If \( N = 256 \) then this value is 48 Kbyte. The number of coefficients entering LIP memory has been determined by conducting different trials. As a result of the different trials, it has been concluded that the maximum size of LIP changes from 45% to 65% of number of coefficients. The size of the memory has been determined as given follows ensuring that not to overflow the memory.

\[ LIP\ Memory = 2(0.75N^2) \times 3bit \]  \hspace{1cm} (4)

If \( N = 256 \) then this value is 36 Kbyte. LSP memory and LSP check memory contains all the coefficients, so the total LSP memory is given as;

\[ LSP\ Memory = N^2 \times 3bit \]  \hspace{1cm} (5)

If \( N = 256 \) then this value is 24 Kbyte. Total memory space is 188 Kbyte if \( N = 256 \).

The images used in the trials are given in Figure 8. The simulation of the design has been performed by storing the wavelet transform coefficients of these images to main memory. The output bit streams for the different bit rates are also has been stored in the main memory. The images have been recovered by decoding the output bit streams in the decoder. The recovered images are shown in Figure 9. The PSNR criterion has been used to measure the similarity of the reconstructed images with the original image. The variation of PSNR values with bit rate of the reconstructed images is given in Figure 10.

**Conclusion**

In this study, the SPIHT image compression algorithm has been improved providing that the more compatible with hardware design process. The pipelined datapath design of the proposed enhanced SPIHT algorithm has been also performed. This datapath is comprised of three stages as preprocessing, list generation and output stream. As distinct from present studies, taking the coefficients in reverse Morton order avoids the unnecessary repeated operations for significance tests of all descendants and all descendants excluding offspring, in preprocessing stage. In list generation stage, the BFS has been considered, and a BFS address generator has been designed. The designed datapath has been tested by using different images. According to these tests, memory analysis of the datapath has been fulfilled and the obtained compression results has been given. The proposed method can be used for fast and less complex calculation required image compression systems in which low power and low capacity devices.

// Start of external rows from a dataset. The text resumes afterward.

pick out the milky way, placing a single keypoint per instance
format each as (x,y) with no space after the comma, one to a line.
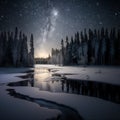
(52,20)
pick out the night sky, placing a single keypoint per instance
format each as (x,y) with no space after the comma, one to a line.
(52,20)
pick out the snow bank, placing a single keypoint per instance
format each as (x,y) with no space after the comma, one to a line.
(16,109)
(93,73)
(88,107)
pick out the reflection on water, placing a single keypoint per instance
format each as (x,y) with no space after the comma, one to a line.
(44,81)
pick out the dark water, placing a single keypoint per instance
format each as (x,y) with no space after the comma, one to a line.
(67,112)
(44,80)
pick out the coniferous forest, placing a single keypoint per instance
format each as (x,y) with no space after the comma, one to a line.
(14,49)
(92,47)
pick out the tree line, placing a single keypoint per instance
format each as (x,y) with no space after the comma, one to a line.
(14,49)
(96,47)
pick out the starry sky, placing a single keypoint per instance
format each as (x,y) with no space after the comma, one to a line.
(52,20)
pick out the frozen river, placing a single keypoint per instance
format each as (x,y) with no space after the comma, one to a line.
(64,93)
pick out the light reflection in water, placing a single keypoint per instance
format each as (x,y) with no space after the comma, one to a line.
(45,81)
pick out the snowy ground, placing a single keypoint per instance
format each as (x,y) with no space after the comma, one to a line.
(88,107)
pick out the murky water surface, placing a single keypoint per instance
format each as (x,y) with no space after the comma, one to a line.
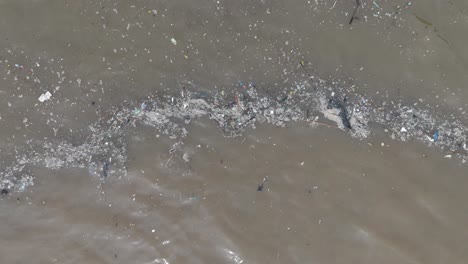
(280,193)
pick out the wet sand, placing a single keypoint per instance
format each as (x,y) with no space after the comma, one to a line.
(327,198)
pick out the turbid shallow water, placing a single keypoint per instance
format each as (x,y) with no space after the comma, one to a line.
(327,197)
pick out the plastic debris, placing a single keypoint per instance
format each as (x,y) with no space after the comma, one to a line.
(186,157)
(260,186)
(44,97)
(435,136)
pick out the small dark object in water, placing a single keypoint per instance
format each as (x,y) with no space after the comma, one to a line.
(260,186)
(105,169)
(344,115)
(358,4)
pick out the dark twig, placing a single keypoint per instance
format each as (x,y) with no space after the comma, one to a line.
(358,4)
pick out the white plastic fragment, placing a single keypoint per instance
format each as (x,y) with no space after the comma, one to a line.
(44,97)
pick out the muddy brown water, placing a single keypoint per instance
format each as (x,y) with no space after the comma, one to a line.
(327,198)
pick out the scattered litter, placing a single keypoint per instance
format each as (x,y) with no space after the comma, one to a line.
(435,136)
(186,157)
(44,97)
(260,186)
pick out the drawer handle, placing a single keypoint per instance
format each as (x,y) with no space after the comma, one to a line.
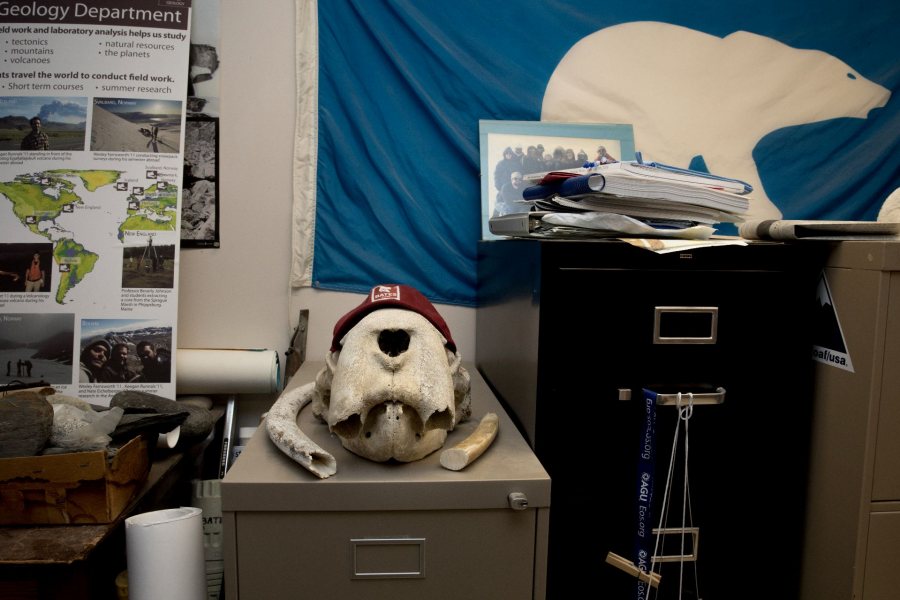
(717,397)
(685,324)
(388,558)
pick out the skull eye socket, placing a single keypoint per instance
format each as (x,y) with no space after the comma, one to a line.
(393,342)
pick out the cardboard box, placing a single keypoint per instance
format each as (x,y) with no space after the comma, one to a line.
(76,488)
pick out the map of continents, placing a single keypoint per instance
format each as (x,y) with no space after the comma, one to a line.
(84,212)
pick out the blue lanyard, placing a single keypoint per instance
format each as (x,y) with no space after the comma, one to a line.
(643,539)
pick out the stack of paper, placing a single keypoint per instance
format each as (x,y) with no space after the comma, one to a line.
(642,190)
(634,198)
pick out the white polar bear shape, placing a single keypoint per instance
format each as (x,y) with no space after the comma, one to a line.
(688,93)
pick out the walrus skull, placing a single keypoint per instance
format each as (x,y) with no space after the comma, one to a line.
(393,390)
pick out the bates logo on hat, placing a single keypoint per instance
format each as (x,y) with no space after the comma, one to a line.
(385,292)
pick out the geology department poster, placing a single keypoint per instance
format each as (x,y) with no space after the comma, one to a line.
(92,100)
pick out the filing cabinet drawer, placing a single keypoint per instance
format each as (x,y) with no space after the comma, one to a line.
(473,554)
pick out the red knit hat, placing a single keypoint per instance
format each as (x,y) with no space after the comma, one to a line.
(391,296)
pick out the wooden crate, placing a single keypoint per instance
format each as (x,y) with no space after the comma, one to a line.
(77,488)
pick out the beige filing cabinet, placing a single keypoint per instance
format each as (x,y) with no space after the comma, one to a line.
(852,545)
(387,530)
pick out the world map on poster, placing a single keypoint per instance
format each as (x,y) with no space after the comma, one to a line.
(69,207)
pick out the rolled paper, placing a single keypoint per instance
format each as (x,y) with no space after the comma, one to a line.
(164,551)
(214,371)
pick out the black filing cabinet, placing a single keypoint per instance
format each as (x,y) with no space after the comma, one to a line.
(570,333)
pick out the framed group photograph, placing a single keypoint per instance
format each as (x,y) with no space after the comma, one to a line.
(200,196)
(510,150)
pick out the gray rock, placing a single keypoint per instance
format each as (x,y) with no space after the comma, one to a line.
(196,427)
(26,420)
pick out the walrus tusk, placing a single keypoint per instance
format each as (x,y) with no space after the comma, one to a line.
(281,424)
(466,451)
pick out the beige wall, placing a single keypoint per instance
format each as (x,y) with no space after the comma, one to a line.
(238,296)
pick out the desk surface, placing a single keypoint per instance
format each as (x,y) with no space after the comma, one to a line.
(67,544)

**Peer-review:** Externally peer-reviewed.

**Conflict of Interest:** The authors have no conflicts of interest to declare.

**Financial Disclosure:** The authors declared that this study has received no financial support.

**References**

Serap Çekli was born in Germany in 1978. She received her BSc. degree in Electronics Engineering from Istanbul University in 2000, MSc. degree in Electronics and Communication Eng. from Istanbul Technical University in 2003. She has received PhD. degree from Istanbul University, Elect. Electronics Eng. Dept. in 2009. She worked for Istanbul University Engineering Faculty as a research assistant between 2001-2009. She has been working as an assistant professor at Maltepe University, Computer Engineering Department since 2009. Her research interests are digital systems, digital design, computer organization and architecture.

Ali Akman received her BSc., MSc. and PhD. degrees in Electronics Engineering from Uludağ University, Bursa, Turkey in 1993, 1996 and 2004, respectively. He has been working as a research assistant and lecturer. His research interests are digital systems, computer architecture, embedded systems, networked embedded systems and wireless sensor networks.